I can help answer this question. Tires have a standard range of wheel widths that is approved to be safe by the Tire & Rim Association and other standardizing bodies like the European Tyre Rim Technical Organisation.
225/40 has a range from 7.5” to 9.0” wheel widths. So a 8” or 8.5” is right in the middle, with 8.0” being the width that regulatory testing is done on.
When Alex is referring to the bend in the sidewall or the tread shape, he’s talking the tires profile. This is determined by the mold profile design. Tire construction has an affect on this also. All manufacturers will have different shapes and dimensions since these are proprietary information.
All tire manufacturers have to follow the design guidelines set my TRA and ETRTO for dimensions, like not exceeding the max overall diameter and overall width. Besides that, tires can range largely in width and diameter. That’s why some brand tires are so much width than others, making some tires easier to stretch (construction plays a role also of course)
I’m speaking from my field of experience.
@@ProjectPanda13 Ah okay, so per the regulatory bodies a 225 may not be the mathematically perfect flush fitment (compared to the wheel face & lip), but fits safely within the given range.
When you say tires can vary in size, are you talking about margainal differences within a specified size (i.e. 225/40 may actually be 220-230mm) or just the general different commercial sizes?
@@tcb_666, for the dimension size difference, a Michelin Pilot Sport 225/40r18 but be 640mm in diameter, while a Bridgestone Potenza in the same nominal size might be 235mm in diameter. The design center from ETRTO for a 225/40r18 is 637mm for diameter with a max diameter of 647mm diameter.
It’s the same for the width. It can range between tires as long as it’s under the max a value.
@@tcb_666Bro you are completely right, don't like people confuse you! 😂 The are using the MINIMUM WIDTH for a 8.5 wheel not the IDEAL/SMART/FUNCTIONAL width.
I gotta stick with my no name Walmart tires because nobody has both my sizes 🙃
What sizes do you run? Curious now
@@MartiniWorksOfficial 215/35r19 front
225/35r19 rear
Conti warranty program is not good.. its a reson why AMG(german) went to Michelin..(frensh) and not Continental tire(german)....
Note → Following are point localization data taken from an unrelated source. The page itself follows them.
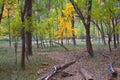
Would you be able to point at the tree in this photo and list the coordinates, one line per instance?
(66, 24)
(28, 21)
(1, 12)
(86, 21)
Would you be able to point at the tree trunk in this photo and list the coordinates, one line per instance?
(86, 23)
(103, 34)
(23, 38)
(109, 41)
(1, 13)
(28, 15)
(73, 35)
(87, 27)
(9, 27)
(117, 35)
(37, 41)
(114, 34)
(88, 42)
(23, 49)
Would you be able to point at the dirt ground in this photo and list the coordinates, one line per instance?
(97, 66)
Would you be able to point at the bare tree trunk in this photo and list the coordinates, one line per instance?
(103, 34)
(114, 34)
(86, 23)
(9, 27)
(117, 35)
(87, 27)
(109, 42)
(37, 41)
(28, 15)
(1, 13)
(88, 42)
(73, 35)
(23, 49)
(23, 38)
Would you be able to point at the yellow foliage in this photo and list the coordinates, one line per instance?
(65, 23)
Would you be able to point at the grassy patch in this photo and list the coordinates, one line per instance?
(10, 70)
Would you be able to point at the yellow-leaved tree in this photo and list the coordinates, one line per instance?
(66, 29)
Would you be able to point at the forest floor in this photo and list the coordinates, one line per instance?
(97, 66)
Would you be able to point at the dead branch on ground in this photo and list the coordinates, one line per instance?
(111, 69)
(55, 70)
(85, 74)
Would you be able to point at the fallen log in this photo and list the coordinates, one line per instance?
(55, 70)
(111, 69)
(85, 74)
(117, 69)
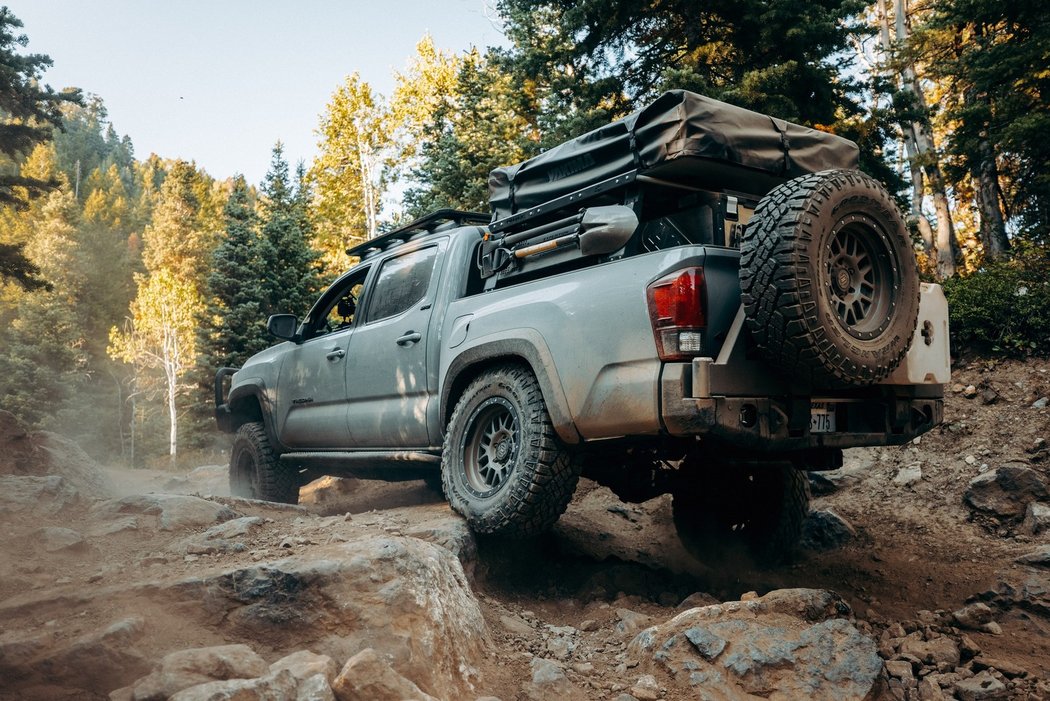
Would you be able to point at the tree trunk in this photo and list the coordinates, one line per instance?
(947, 247)
(172, 416)
(918, 181)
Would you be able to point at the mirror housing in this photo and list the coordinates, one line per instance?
(284, 326)
(606, 229)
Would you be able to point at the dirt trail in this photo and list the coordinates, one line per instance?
(608, 569)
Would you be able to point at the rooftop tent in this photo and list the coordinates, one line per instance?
(680, 136)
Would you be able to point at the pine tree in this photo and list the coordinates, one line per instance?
(289, 264)
(29, 112)
(348, 173)
(233, 327)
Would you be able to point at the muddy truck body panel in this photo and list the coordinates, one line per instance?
(654, 305)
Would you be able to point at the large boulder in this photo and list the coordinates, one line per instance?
(407, 599)
(191, 667)
(172, 511)
(1006, 491)
(41, 453)
(98, 661)
(788, 644)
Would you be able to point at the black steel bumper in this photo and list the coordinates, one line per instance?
(880, 415)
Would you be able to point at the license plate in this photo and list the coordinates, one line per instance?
(821, 418)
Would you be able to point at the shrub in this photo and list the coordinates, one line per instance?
(1003, 307)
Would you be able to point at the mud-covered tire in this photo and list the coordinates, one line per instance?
(723, 511)
(828, 279)
(255, 471)
(502, 466)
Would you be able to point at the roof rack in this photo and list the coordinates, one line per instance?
(424, 225)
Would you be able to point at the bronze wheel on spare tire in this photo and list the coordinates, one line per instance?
(723, 510)
(828, 279)
(255, 470)
(502, 466)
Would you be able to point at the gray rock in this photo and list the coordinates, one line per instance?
(1006, 491)
(698, 599)
(929, 691)
(646, 688)
(17, 653)
(908, 475)
(366, 677)
(982, 687)
(200, 665)
(58, 539)
(45, 495)
(315, 688)
(516, 625)
(707, 643)
(174, 511)
(444, 528)
(941, 653)
(305, 664)
(784, 644)
(1010, 670)
(407, 599)
(1036, 518)
(100, 661)
(977, 617)
(548, 682)
(1038, 557)
(629, 622)
(279, 685)
(825, 530)
(900, 670)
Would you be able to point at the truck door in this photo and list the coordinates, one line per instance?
(386, 369)
(312, 390)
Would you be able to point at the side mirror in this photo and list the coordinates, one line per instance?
(282, 326)
(606, 229)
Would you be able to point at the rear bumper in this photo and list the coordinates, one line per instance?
(880, 415)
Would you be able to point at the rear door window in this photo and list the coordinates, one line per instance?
(402, 281)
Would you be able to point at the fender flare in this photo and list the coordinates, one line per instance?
(254, 389)
(527, 345)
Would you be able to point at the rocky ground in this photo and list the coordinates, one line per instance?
(925, 574)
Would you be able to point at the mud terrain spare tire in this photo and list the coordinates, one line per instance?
(502, 465)
(255, 470)
(828, 279)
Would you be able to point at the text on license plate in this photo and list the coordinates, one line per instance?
(821, 418)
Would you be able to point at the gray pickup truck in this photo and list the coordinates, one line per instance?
(696, 299)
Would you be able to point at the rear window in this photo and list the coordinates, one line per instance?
(402, 282)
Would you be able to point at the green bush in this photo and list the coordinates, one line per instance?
(1003, 307)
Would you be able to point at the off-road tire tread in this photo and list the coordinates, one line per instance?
(543, 483)
(779, 299)
(276, 482)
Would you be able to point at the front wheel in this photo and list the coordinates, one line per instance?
(502, 465)
(255, 470)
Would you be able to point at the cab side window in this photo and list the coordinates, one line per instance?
(339, 307)
(402, 281)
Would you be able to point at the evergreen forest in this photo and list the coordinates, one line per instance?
(126, 281)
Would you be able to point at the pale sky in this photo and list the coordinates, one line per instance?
(219, 81)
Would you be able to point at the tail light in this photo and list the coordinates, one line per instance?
(677, 310)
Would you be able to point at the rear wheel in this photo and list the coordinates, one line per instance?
(255, 470)
(502, 465)
(727, 509)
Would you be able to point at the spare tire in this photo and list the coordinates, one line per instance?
(828, 279)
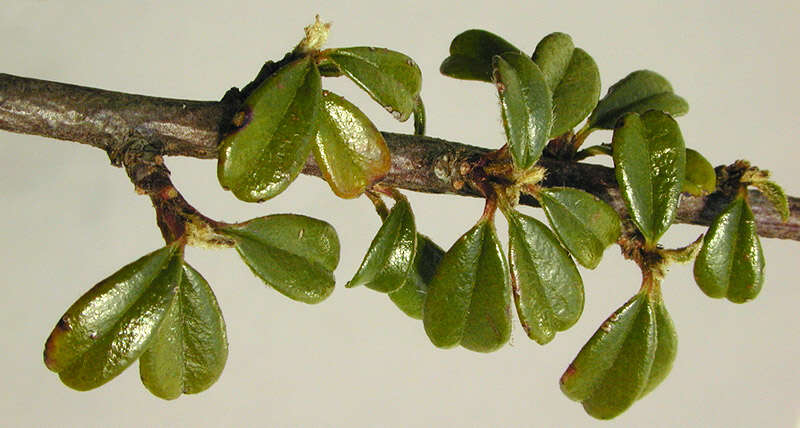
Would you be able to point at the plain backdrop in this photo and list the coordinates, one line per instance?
(69, 219)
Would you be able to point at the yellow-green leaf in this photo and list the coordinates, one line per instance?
(110, 326)
(700, 177)
(731, 263)
(390, 256)
(410, 297)
(390, 78)
(649, 163)
(573, 78)
(638, 92)
(189, 350)
(350, 151)
(468, 299)
(548, 290)
(666, 347)
(525, 104)
(585, 224)
(471, 55)
(293, 254)
(266, 152)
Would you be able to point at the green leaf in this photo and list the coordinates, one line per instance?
(731, 262)
(410, 297)
(776, 196)
(390, 78)
(585, 224)
(350, 151)
(613, 369)
(262, 157)
(390, 256)
(469, 296)
(638, 92)
(700, 177)
(573, 78)
(190, 347)
(666, 346)
(649, 162)
(548, 290)
(110, 326)
(419, 117)
(471, 55)
(293, 254)
(526, 106)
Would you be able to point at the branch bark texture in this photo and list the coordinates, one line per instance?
(114, 122)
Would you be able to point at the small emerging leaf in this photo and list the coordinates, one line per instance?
(471, 55)
(700, 177)
(110, 326)
(190, 347)
(526, 106)
(410, 297)
(731, 263)
(293, 254)
(649, 163)
(573, 78)
(266, 153)
(585, 224)
(350, 152)
(390, 256)
(666, 347)
(776, 196)
(419, 117)
(392, 79)
(548, 290)
(469, 296)
(613, 369)
(638, 92)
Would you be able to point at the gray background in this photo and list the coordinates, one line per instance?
(69, 219)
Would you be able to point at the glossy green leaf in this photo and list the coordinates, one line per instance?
(731, 263)
(350, 151)
(638, 92)
(613, 369)
(700, 178)
(573, 78)
(293, 254)
(548, 290)
(190, 347)
(471, 55)
(110, 326)
(390, 256)
(649, 163)
(526, 106)
(666, 347)
(410, 297)
(390, 78)
(266, 153)
(468, 299)
(776, 196)
(585, 224)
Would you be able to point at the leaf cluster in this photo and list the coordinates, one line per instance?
(161, 311)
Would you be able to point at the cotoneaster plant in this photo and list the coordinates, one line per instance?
(160, 311)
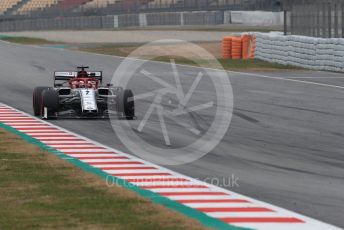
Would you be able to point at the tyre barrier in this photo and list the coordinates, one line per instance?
(242, 47)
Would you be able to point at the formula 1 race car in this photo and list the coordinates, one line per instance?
(79, 94)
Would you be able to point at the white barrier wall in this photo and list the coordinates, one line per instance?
(257, 18)
(306, 52)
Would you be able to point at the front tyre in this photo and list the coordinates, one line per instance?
(50, 101)
(37, 99)
(126, 104)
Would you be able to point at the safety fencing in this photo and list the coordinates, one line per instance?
(235, 47)
(306, 52)
(145, 19)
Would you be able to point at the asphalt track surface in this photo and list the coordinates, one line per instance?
(285, 142)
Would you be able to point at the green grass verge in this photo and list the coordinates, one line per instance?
(40, 191)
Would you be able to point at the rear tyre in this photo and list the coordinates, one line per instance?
(50, 100)
(126, 104)
(37, 99)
The Michelin man's name is Bib
the warranties are kinda a scam. I mean if you puncture your tire on a high hp car you typically should replace all 4 especially on AWD, so if you get 1 of em free I guess it might make sense. I always have sets of 3 and use em on cheaper 2wd cars when I have 2 of a kind.
20 minutes of tires and not a single mention of Fullway smh
Tire stats. Buffs & Debuffs
TBH...stance is overrated...
100% just swapped my lowered mx5 back onto stock suspension and it just drives so much better
Rubber? I hardly know her
No mention of date codes, or pressure and weight limit,and zero mention of speed ratings.
I COMPLETELY get that this vlog is probably geared towards the young adult who is either drifting, or stanced to hell...... BUT, your YT audience is and could be a lot bigger. A missed opportunity l would call this..... js
Knowing what you know about tires, how can you cater to these "stance" morons? "Gee, how can I make my car handle like crap and wear the inside in 1000 miles? That's what I want to do."